ICC acts to protect players in the digital space

ICC acts to protect players in the digital space

On International Women’s Day, the ICC has pledged to take steps to ensure the sport’s digital channels are a safe space for women around the world whilst calling on cricket’s one billion fans to join its efforts.
The ICC will work with Members to deliver a plan to better protect female players and officials from sexist, misogynistic and other abuse on social media during its global events. This follows recent episodes at both the ICC U19 and senior Women’s T20 World Cups where players were subjected to these sort of attacks.

As part of the commitment to reducing gender based digital abuse, the ICC will launch a dedicated in-tournament monitoring service to tackle the problem combined with an education programme at U19 events.
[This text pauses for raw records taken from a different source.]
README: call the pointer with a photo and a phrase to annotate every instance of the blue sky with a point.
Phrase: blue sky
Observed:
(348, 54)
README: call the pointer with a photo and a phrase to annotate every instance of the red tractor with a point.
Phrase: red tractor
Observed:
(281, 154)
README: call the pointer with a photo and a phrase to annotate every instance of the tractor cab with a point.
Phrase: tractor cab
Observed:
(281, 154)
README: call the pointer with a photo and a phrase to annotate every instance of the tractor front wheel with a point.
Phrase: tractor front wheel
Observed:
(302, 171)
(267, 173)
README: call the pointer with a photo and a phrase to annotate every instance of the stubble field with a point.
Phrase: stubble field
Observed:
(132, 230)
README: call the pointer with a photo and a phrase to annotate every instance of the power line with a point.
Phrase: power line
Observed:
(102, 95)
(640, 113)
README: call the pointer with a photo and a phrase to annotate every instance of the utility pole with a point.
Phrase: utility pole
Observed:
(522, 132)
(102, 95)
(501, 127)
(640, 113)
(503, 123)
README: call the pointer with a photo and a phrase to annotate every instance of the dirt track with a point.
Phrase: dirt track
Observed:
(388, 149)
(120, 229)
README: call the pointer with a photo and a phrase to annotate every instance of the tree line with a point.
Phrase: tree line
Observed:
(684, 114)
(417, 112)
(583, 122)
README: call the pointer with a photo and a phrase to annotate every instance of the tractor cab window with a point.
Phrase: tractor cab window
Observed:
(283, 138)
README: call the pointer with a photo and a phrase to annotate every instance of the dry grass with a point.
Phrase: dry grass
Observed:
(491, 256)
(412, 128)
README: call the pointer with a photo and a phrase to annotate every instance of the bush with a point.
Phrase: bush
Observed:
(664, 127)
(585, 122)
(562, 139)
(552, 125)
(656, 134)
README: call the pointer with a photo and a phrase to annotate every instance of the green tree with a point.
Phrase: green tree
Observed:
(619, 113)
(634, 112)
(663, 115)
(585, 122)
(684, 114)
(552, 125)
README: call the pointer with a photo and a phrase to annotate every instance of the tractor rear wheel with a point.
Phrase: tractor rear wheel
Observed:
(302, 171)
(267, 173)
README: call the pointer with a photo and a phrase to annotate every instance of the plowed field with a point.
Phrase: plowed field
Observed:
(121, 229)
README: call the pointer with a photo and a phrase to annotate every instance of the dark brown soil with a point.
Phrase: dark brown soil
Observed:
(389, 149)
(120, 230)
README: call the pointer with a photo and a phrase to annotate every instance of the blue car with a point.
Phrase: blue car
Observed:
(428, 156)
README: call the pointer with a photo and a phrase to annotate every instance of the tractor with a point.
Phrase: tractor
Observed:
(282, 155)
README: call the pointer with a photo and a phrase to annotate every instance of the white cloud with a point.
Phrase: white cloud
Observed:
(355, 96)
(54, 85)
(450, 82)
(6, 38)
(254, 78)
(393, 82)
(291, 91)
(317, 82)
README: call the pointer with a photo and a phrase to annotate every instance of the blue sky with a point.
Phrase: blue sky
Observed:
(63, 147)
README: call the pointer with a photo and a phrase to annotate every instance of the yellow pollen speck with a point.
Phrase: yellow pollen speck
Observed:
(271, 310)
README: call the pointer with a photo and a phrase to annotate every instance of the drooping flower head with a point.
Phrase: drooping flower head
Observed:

It will also work with Members to develop a common policy to minimise the impact of online abusers.

Sinalo Jafta, South African wicketkeeper, who recently spoke about the impact of online abuse on her mental wellbeing said:

“I’ve been subject to a lot of online bullying over the last three years. I’ve always thought that people should be allowed to have their own opinions but where does one draw the line? I think that ICC pledging to do something about this now is actually going to protect me and also the players around me.

“Truth is, I hit rock bottom. I isolated myself from everyone; social media, WhatsApp and anything electronic. I just saw it as the enemy. There were so many times I wanted to respond and say is this really what it has come to. I felt like I didn’t have a voice, and if I retaliated there would be even more abuse and I couldn’t handle it for the life of me.

“But I feel like something has to be done because we don’t plan to make mistakes, but mistakes happen. When does it stop, when are people ever going to be held accountable? I’m so pleased about what the ICC are pledging to do because it will protect the younger generation coming up. I’m grateful and I can’t wait to work with the ICC going forward on this.”

Pakistan’s Aliya Riaz said: “I welcome this step by the ICC to protect us from the online abuse. Online abuse and trolling is amplifying day-by-day and there is an urgent need to deal with it.

“No matter how much one tries to look away, it does have an impact on one’s mental wellbeing. As a cricketer, we face more tough days than good ones. To be at the receiving end of online bullying leads to a downward spiral. While having negative impact on us mentally, it also affects our on-field performances.

“I hope people will realise that their one derogatory comment or one belittling meme can adversely impact a life or an even an entire family. It should be made known to everyone that nobody likes a bully.”

England’s Kate Cross added: “It’s really important that we do everything we can to take a stand against online trolls. It’s not a problem confined to women’s cricket, it’s a society-wide thing, but it can often make life online for a female athlete unpleasant and toxic.

“I know lots of people choose to not engage with social media in order to avoid unpleasant comments but we shouldn’t have to walk away. I support all attempts to try and make the online world one in which people feel safe to be themselves, and equally other people are held to account for trolling and abusing others.”

Ireland’s Orla Prendergast said: “I’m fully in support of the ICC’s pledge to minimise the impact of trolls, abuse and aggression in women’s cricket. Each of the above has no place in our game and will only have negative impacts on those affected.

“The introduction of this should have a positive impact on both current players and future generations coming through and is a welcome addition to our game.”

ICC CEO Geoff Allardice said: “Cricket truly is a sport for all and accelerating the growth of the women’s game is a strategic priority for us. Every year millions more fans are enjoying the women’s game but sadly that has also seen a significant increase in digital abuse towards female players, match officials and administrators.

“Online toxicity or discrimination of any sort has no place in our sport and on International Women’s Day we want to play our role in embracing equity. We will do more to protect players in the digital space at ICC events, whilst working with our fans we can ensure cricket is a safe and vibrant environment for everyone.”